DeNike writes: “In 2017, I was commissioned to make a new video work for the Bombay Beach Biennale, an incubator for artists in a small town on the Salton Sea, California. This tiny town once thriving in the 1950’s as a fishing enclave and water ski destination, has since undergone massive destruction. After multiple floods since the mid 60’s, buildings sit abandoned, objects lay exactly as they were left half a century ago. Meanwhile, unbeknownst to its visitors and inhabitants, irrigation ditches from nearby farms channeled toxins into the Salton Sea for many years since its inception in 1905. The Salton Sea mud contains enough arsenic and selenium to qualify for a disposal dump reserved for the most toxic of waste. By the early 2000’s, the lake was headed for disaster, the air permeated with the smell of rotting fish lining the beaches, it’s small-scattered villages, becoming ghost towns, sinking into its 235 feet below sea level depths. A few people remained, old timers, a handful of families, a collection of stragglers, regardless of the environment it was their home and they wanted to stay.
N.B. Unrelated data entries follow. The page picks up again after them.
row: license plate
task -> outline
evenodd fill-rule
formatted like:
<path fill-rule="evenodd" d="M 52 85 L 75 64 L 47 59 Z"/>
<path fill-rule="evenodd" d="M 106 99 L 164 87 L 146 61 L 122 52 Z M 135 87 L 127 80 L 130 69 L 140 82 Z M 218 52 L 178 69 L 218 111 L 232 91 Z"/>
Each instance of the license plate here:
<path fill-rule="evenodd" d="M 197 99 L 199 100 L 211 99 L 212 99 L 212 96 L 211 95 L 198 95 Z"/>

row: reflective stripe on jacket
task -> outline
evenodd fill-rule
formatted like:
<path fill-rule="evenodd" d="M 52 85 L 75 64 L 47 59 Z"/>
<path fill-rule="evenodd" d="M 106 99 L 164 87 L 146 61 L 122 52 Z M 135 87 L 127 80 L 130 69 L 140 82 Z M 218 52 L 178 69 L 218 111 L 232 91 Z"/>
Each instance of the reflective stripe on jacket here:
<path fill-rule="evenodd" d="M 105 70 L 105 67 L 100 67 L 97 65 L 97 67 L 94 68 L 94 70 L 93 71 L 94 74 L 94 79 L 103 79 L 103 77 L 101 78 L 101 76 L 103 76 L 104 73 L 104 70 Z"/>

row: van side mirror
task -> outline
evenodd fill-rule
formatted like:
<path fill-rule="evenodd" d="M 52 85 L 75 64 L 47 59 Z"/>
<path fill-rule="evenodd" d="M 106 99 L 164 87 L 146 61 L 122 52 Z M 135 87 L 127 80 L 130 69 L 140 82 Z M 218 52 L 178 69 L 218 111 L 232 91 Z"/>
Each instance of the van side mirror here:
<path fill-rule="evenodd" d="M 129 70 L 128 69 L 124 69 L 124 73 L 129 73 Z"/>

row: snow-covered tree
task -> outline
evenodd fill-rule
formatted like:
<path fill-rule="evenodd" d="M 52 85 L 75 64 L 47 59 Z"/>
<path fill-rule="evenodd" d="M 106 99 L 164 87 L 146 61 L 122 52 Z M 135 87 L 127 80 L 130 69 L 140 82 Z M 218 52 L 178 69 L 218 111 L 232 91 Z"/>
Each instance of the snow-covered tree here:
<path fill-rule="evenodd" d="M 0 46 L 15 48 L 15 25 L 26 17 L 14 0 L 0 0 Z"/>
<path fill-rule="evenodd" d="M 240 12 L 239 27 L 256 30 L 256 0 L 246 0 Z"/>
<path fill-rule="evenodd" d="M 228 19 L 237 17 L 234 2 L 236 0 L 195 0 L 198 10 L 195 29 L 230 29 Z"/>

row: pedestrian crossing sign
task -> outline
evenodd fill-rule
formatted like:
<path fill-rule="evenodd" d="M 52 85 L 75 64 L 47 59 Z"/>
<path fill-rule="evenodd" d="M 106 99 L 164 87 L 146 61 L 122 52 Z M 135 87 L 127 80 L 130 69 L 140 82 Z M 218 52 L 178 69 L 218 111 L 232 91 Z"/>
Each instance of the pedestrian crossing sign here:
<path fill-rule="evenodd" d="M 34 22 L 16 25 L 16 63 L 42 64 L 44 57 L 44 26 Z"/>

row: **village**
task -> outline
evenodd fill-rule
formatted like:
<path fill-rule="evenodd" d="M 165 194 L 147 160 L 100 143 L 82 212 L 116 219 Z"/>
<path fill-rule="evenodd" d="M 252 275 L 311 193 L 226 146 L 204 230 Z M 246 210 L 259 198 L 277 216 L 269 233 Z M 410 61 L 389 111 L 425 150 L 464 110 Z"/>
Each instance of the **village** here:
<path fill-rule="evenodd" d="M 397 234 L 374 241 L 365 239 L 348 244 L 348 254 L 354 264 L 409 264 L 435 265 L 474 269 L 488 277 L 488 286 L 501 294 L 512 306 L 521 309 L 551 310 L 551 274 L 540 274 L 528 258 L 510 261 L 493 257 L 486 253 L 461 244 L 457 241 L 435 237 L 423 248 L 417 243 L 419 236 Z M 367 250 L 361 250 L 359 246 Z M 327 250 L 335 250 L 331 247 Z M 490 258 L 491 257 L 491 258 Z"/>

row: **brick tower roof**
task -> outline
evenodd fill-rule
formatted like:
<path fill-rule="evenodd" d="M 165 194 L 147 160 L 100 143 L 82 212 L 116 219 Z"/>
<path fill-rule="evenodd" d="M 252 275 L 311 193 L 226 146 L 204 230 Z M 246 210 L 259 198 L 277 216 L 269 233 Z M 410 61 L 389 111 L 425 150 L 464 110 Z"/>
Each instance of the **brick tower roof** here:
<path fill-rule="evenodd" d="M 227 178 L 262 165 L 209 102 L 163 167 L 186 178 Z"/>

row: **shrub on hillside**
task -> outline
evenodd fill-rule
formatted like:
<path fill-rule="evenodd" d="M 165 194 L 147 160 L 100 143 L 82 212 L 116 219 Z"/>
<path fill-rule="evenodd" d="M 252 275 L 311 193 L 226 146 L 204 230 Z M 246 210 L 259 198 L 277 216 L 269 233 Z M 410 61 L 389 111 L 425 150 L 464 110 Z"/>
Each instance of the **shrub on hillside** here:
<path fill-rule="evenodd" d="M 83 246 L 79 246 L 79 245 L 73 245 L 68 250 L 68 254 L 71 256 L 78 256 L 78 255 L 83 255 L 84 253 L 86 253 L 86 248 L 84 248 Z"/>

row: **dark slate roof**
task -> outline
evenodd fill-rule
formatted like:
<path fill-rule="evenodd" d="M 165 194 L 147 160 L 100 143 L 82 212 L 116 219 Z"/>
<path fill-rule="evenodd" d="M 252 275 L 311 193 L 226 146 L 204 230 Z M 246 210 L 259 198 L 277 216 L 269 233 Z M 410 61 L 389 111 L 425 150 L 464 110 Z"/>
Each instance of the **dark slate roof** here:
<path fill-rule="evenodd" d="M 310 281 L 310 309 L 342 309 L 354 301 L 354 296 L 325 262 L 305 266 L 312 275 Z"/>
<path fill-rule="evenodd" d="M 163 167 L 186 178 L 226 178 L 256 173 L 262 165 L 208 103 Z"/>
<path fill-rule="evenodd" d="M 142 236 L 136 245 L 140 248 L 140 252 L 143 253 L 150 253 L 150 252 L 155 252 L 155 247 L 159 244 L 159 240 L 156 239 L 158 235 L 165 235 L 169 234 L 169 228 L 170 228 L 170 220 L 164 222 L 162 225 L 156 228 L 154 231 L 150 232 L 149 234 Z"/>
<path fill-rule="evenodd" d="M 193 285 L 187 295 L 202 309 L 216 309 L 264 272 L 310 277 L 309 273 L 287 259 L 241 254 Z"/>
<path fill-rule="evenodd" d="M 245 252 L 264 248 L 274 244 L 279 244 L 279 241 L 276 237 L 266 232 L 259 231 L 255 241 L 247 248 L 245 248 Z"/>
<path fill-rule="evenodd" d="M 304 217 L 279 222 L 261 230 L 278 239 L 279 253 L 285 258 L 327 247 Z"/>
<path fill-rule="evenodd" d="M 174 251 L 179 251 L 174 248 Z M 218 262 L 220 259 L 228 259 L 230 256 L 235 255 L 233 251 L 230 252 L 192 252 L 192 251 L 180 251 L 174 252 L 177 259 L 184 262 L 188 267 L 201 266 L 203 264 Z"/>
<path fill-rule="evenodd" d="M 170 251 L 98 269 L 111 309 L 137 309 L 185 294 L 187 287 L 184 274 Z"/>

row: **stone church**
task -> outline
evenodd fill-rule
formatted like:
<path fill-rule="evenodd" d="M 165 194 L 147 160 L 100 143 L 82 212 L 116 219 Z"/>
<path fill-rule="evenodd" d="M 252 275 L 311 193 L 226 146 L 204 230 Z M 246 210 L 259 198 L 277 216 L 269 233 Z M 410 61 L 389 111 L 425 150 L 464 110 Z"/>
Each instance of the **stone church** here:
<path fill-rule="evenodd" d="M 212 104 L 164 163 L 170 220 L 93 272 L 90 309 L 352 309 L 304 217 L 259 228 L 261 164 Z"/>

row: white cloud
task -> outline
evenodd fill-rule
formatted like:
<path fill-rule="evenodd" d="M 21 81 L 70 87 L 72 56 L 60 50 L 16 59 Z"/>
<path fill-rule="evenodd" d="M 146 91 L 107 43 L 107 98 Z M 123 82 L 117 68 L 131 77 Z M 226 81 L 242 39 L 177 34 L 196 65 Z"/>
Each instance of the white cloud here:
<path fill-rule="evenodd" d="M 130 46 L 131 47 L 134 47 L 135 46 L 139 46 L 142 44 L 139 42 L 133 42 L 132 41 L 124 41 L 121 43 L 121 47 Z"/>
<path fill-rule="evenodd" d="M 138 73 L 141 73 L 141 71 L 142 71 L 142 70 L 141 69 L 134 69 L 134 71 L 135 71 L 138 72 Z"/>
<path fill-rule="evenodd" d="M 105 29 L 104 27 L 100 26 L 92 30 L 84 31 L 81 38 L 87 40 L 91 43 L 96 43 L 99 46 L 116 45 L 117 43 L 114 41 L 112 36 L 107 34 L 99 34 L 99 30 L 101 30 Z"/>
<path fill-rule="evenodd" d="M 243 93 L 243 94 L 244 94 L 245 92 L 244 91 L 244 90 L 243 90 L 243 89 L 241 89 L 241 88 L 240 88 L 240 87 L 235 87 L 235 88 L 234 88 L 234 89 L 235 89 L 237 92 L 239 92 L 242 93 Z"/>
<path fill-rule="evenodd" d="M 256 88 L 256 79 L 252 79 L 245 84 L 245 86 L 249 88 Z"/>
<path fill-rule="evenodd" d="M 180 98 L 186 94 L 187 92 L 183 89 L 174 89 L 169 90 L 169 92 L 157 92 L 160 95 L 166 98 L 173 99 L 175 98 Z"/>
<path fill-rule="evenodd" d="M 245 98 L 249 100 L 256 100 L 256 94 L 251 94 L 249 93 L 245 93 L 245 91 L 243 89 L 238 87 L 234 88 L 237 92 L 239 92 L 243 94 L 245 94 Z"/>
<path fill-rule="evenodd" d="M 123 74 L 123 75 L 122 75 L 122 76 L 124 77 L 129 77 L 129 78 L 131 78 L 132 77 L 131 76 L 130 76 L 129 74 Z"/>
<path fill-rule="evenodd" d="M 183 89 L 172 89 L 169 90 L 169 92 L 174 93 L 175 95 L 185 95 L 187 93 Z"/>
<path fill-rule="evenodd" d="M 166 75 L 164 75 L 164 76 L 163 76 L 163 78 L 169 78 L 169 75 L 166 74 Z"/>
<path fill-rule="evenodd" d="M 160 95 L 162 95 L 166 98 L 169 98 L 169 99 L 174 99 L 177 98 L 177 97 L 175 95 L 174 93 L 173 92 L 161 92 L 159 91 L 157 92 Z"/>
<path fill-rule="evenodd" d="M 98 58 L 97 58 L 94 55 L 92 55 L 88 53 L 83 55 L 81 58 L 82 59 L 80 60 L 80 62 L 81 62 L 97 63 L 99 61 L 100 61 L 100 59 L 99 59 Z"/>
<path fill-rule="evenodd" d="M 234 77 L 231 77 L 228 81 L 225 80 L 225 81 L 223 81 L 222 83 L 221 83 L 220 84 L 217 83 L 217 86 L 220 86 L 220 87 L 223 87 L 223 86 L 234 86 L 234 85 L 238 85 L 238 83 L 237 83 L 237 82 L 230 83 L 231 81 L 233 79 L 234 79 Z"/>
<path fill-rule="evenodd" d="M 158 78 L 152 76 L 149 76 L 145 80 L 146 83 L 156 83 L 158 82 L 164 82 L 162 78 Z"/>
“It was with curiosity and trepidation that I stepped onto her shores to location scout, to feel the space, to see what I could do there, an external and internal navigation of sorts. During my initial visit I met some locals who welcomed me in, with their stories, and love of this broken place they called home. My Airbnb host - a retired prostitute, moved to Bombay Beach from Mexico over forty years ago, she was the acting unofficial mayor of the town. I stayed at one of her trailers covered in leopard print, while roaming the dusty streets on multiple trips. I grew to know the town, it’s people, and its struggles, till I felt almost one of them welcomed at the Ski Inn bar as a local. During the course of my time there, fourteen people died (of old age) from the 295 population. We saw a German documentary film crew pass through, several fashion shoots, and a blockbuster zombie film shooting on location. I mean, we were sitting in the epicenter of the apocalypse; at least what Hollywood considered its backdrop, except it was real.

“One of the abandoned houses everyone called the windmill house, it’s child-like pastel windmill precariously perched atop, seemed to call to me. Climbing the chain link fence, I went in through its crumbling back door. I had heard from the town bartender, that a husband and wife and their teenage daughter had lived there, one day they just up and left. The parent’s bed still had the sheets on, while a moldy coffee mug sat on the nightstand. The upstairs bedroom, clearly their daughter’s hangout, held two twin 70’s style beds with matching covers. I tripped over plastic flowers everywhere, a creepy clown painting glared at me from the bathroom, as I wondered what teenage fantasies she dreamt of in that isolated bedroom. Downstairs an obsessive collection of Christmas plates in the kitchen, oddly the only silverware I found in the house were spoons, hundreds of spoons. I started spending quite a bit of time inside the house, rearranging and cataloging their personal objects, trying to make sense of the lives that lived there, which I guess in my mind represented all the people who once did in this area. One day as I was leaving the house, a local kid ran up to me. He said: “my grand-dad said yer some kind of sorceress, we don’t know what yer doing in there, but maybe you can use these.” He then handed me two hawk feet bound with silver wire around the ankles, and ran off. I wasn’t altogether sure myself what I was doing there, more than anything I was affected by how we all navigate those cracks of remembered experience, even when they are not our own, what remains in the memory of a place after an event of devastation or trauma, and what hope lives in that invisible.”

A meditation on hope, Queen of Narwhals finds its light in the invisible undergrowth of the times we are living in today. During a period of uncertainty and despair, its message is ever more relevant where we are reminded that hope is not a guarantee for tomorrow but a sparker of energy for today. In her inimitable and inspiring way, DeNike provides fuel and fire as she reminds us that despite the unpredictable path ahead, we must not lose hopefulness of the fact that profound transformation is possible. An impending apocalypse is always easier to imagine than what actually comes next. In DeNike’s version, who survives are women and children.